Gregory’s leadership is described as empowering, promoting and earning trust and communicating clearly. He celebrates achievement and continually tries to raise the bar, lifting his own performance as a way to bring others with him.
His own love affair with the world’s most famous playwright began as a 14-year-old at Auckland’s King’s College, editing a scene from Romeo and Juliet.
The only child of Auckland fashion designer Trish Gregory and her husband, James, Gregory excelled in English at secondary school, then at 17 left for England, where he studied history at Durham University.
He went on to make his London debut as a theatre director at the age of 23, directing Hamlet and Twelfth Night at the Westminster Theatre in London’s West End, collecting a Master of Fine Arts in Staging Shakespeare from Exeter University, and a PhD in Shakespeare in Performance from Bristol University before, enjoying stints as an artistic director, producer and chief executive at various festivals, touring companies and theatres, along the way directing more than 20 professional productions, mainly of Shakespeare, in the United Kingdom.

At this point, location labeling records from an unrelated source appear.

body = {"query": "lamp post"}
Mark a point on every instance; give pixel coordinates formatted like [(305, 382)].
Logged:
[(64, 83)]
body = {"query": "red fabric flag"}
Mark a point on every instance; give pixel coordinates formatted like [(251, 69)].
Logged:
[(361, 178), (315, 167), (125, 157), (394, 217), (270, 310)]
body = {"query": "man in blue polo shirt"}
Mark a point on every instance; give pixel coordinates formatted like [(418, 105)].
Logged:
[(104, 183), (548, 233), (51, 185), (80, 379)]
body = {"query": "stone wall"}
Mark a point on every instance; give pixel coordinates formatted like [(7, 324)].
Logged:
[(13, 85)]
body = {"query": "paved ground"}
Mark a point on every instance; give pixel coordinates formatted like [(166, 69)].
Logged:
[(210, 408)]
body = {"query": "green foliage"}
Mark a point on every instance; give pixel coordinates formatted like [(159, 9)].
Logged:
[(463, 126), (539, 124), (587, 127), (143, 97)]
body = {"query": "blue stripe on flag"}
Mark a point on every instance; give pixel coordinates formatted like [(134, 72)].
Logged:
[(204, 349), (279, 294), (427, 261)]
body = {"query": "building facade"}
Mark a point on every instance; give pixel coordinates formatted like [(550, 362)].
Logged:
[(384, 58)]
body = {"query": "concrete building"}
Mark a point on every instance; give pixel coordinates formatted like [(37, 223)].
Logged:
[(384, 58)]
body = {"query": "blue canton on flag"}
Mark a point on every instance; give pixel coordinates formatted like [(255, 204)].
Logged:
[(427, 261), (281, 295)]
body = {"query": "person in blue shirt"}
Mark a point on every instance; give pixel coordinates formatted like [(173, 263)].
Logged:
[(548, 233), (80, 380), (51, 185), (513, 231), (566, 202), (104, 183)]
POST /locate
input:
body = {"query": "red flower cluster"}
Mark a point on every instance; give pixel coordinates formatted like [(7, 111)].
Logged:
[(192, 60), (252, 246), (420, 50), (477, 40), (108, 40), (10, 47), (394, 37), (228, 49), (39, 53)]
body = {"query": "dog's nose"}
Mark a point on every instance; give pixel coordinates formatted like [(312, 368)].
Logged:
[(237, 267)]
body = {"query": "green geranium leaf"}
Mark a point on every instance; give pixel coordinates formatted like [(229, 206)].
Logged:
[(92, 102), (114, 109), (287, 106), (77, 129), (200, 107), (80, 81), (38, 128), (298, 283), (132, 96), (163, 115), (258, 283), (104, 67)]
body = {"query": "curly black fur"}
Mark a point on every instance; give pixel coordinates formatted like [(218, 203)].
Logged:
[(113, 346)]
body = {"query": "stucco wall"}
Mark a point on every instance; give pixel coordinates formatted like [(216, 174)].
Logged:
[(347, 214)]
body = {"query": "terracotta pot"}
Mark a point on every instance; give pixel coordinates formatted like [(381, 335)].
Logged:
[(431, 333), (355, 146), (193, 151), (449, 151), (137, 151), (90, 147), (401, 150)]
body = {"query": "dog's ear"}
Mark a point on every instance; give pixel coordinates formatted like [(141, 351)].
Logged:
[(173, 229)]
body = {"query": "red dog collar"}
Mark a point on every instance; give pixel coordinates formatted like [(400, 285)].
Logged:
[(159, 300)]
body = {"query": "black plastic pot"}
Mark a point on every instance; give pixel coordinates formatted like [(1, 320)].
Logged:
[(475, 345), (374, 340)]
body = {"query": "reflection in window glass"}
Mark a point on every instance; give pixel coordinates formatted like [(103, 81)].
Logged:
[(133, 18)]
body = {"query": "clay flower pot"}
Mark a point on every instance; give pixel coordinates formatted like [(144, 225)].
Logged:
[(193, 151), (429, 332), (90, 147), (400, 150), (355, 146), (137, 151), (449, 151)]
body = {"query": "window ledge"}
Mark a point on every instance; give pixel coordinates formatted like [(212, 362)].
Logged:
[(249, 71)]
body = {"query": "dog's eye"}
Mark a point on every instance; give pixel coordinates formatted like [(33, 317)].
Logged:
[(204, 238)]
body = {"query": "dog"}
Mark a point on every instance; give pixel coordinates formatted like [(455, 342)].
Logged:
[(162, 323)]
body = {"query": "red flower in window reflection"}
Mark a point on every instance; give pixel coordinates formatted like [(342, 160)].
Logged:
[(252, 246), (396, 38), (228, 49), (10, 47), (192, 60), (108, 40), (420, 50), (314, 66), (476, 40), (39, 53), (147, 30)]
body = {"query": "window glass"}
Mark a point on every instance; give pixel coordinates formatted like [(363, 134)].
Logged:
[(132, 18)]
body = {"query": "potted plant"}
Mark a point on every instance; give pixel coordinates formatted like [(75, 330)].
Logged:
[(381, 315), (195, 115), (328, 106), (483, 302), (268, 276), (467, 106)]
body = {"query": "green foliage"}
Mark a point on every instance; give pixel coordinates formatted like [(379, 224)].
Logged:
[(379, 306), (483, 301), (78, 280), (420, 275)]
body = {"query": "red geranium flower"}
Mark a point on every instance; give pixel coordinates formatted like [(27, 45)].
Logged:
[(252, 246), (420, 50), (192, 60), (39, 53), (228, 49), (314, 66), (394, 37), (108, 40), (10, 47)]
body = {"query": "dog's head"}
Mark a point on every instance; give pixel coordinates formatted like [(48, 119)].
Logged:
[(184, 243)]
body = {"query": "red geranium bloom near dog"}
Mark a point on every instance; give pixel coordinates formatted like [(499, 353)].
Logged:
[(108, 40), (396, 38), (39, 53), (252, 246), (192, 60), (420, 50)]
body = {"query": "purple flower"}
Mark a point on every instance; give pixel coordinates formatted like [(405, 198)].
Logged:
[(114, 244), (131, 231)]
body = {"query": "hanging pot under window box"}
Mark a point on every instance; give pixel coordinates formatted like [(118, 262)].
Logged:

“I was going to be a lawyer, but I fell in with the wrong crowd and they all liked theatre,” he quips.
When he and wife Barbara returned to New Zealand in 2012 with their children, he set himself up as a lecturer and consultant in the arts.
When his initial team started their Globe project, they worked from a small studio off Queen street with nothing but running water and a few trestle tables. The team of two then turned into a team of nearly 50 within two months, with the first Pop-up Globe opening in Auckland’s CBD in February 2016, just in time for the 400th Anniversary of Shakespeare’s death. Two years on and Pop-up Globe is now one of the biggest and most successful theatrical ventures in Australasia, employing hundreds of actors and support staff across its seasons in New Zealand and abroad.
The design integrity of the Pop-up Globe, based closely on research conducted by Sydney University, enables them to present Shakespeare as it was intended, with the audience fully immersed in the Jacobean-period experience.
“My favourite moments happen after every show. It’s the noise from the audience after the actors leave the stage and the applause dies down: a loud, excited buzz of people who are talking nineteen to the dozen to their friends about what they’ve seen. And that buzz is probably the greatest tonic you can have running a theatre because it’s the sound of people who’ve had a great time.
“There’s a line in Twelfth Night that the character Feste sings in the epilogue to the play, where he says, “we’ll strive to please you every day”. And that is what we do. We strive to please our audience every day.